Go Red for the Fourth of July:
Ry Cooder and My Name is Buddy

July 5, 2007

Despite my private moaning that the album is a thing of the past.. overrun by singles and ipod shuffling.. great albums continue to appear. Instead of beating a retreat, albums have blossomed into multi-media projects. Elaborate art work, DVD footage, and web tie-ins have all allowed artists to project their work into multiple contexts.. allowing for lusher musical fictions to take shape. A recent example of this phenomenon is My Name is Buddy by Ry Cooder.. an album that develops the story of Buddy Red Cat, Lefty Mouse, and the Reverend Tom Toad. In this case the pencil sketches and additional short stories built around each song add something extra to the album.

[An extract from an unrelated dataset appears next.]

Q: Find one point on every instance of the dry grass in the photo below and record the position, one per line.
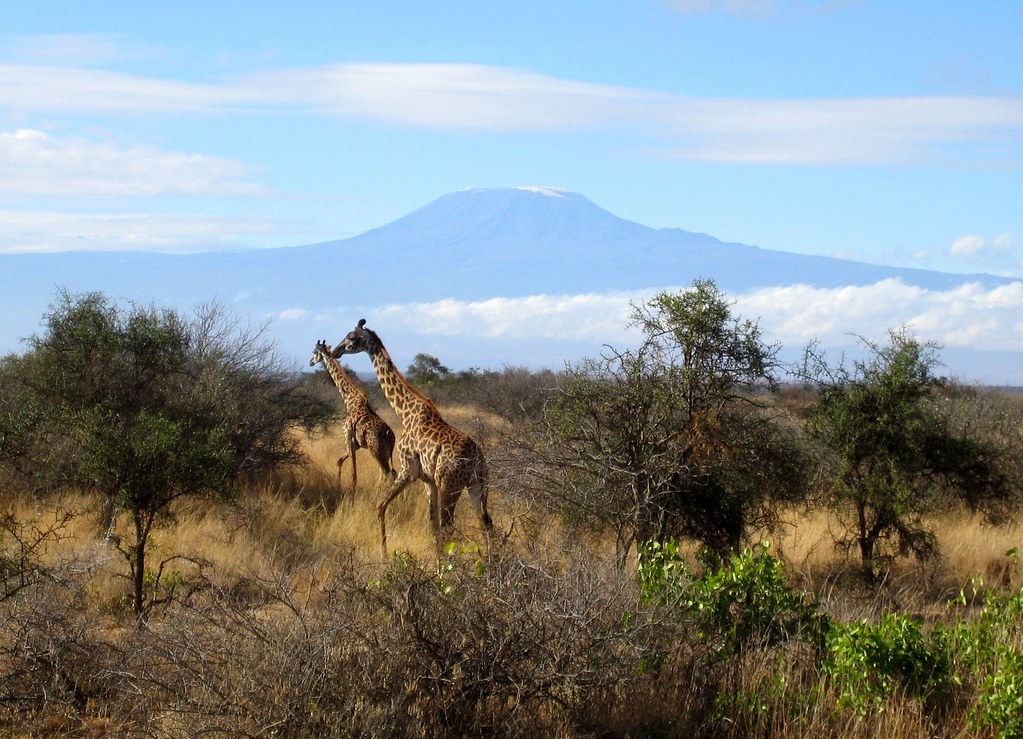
(286, 636)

My formal interest in the album is overshadowed by my sheer enjoyment of the project. If ever there were an Old Roads album, this is it. Notionally the album is a return to the Depression era world of Woody Guthrie. Folks are leaving home and heading to the West, organizing themselves into unions, and getting harrassed by the cops. The album does not merely employ these themes, but consists of songs written in historic styles. Sometimes you hear Woody Guthrie, but other times the Carter Family, the blues, or religious speechifying. Ry Cooder has given us an archeology of old American musical styles. That would be interesting enough, but then he manages to make these old themes address our own political moment.. and with a sharp edge!

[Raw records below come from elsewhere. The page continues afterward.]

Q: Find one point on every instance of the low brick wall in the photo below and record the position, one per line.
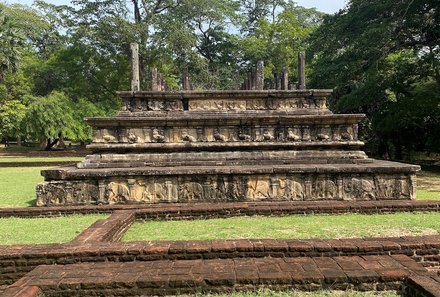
(16, 261)
(185, 211)
(165, 277)
(422, 286)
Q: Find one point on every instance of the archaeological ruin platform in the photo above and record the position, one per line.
(226, 146)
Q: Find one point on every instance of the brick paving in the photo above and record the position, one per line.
(96, 263)
(220, 275)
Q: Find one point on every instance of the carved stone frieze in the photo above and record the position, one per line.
(227, 188)
(275, 133)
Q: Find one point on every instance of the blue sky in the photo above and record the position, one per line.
(329, 6)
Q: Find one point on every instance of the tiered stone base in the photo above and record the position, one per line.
(365, 180)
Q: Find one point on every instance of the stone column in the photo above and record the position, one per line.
(285, 79)
(185, 79)
(135, 82)
(259, 79)
(308, 188)
(101, 188)
(301, 70)
(154, 80)
(132, 189)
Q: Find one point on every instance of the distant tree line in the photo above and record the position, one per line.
(59, 64)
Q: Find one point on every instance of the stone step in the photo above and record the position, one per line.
(166, 277)
(188, 131)
(374, 180)
(173, 159)
(310, 101)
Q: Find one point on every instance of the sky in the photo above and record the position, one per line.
(328, 6)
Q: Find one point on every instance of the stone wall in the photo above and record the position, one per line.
(216, 188)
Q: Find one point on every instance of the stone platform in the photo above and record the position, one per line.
(226, 146)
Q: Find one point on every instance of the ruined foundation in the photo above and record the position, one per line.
(226, 146)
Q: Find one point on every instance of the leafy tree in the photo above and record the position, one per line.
(11, 40)
(50, 118)
(276, 38)
(11, 115)
(380, 56)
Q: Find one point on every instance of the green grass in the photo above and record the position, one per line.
(39, 159)
(18, 184)
(267, 293)
(44, 230)
(316, 226)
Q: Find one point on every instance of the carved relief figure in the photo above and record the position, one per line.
(346, 135)
(360, 188)
(187, 137)
(109, 138)
(157, 137)
(244, 137)
(132, 138)
(258, 189)
(293, 134)
(322, 137)
(155, 105)
(306, 134)
(291, 190)
(218, 136)
(325, 189)
(191, 191)
(268, 136)
(109, 193)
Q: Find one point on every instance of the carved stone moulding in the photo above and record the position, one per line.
(333, 129)
(222, 158)
(227, 187)
(310, 100)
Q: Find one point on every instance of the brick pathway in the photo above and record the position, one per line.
(218, 275)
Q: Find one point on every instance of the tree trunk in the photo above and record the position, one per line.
(50, 144)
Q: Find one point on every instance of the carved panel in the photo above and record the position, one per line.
(227, 188)
(276, 133)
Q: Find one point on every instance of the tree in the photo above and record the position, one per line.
(50, 118)
(11, 115)
(276, 38)
(11, 39)
(380, 56)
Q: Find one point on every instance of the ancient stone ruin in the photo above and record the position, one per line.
(225, 146)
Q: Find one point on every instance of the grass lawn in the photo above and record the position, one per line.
(300, 227)
(428, 185)
(18, 184)
(267, 293)
(44, 230)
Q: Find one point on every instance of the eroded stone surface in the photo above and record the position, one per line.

For me the most daring move of the album was to unflinchingly embrace "Red" values. The banner song of the album is "Red Cat Till I Die":

Now, you think you're hard-boiled, you're just yellow     inside
My daddy always warned me, now I know he's right
You're just cowards hiding behind a little tin star
The people are starting to realize what a bunch of clowns     you are

And in case that isn't enough of a thumb in the eye of the political establishment.. try the final stanza:

But I'm a red cat till I die, I a red cat through and     through
I won't fight your rich man's war and kill poor folks for     you
You can't make me do things I know it's wrong to do
I'm a red cat till I die, I'm telling you

All of this could be applied to the Depression.. but here and elsewhere the lines clearly break out and address our contemporary world. For Cooder "Red" does not bring with it specific doctrines that can be tied back to Marx; the word is a convenient historical identity that can be resurrected to mark opposition to political authority.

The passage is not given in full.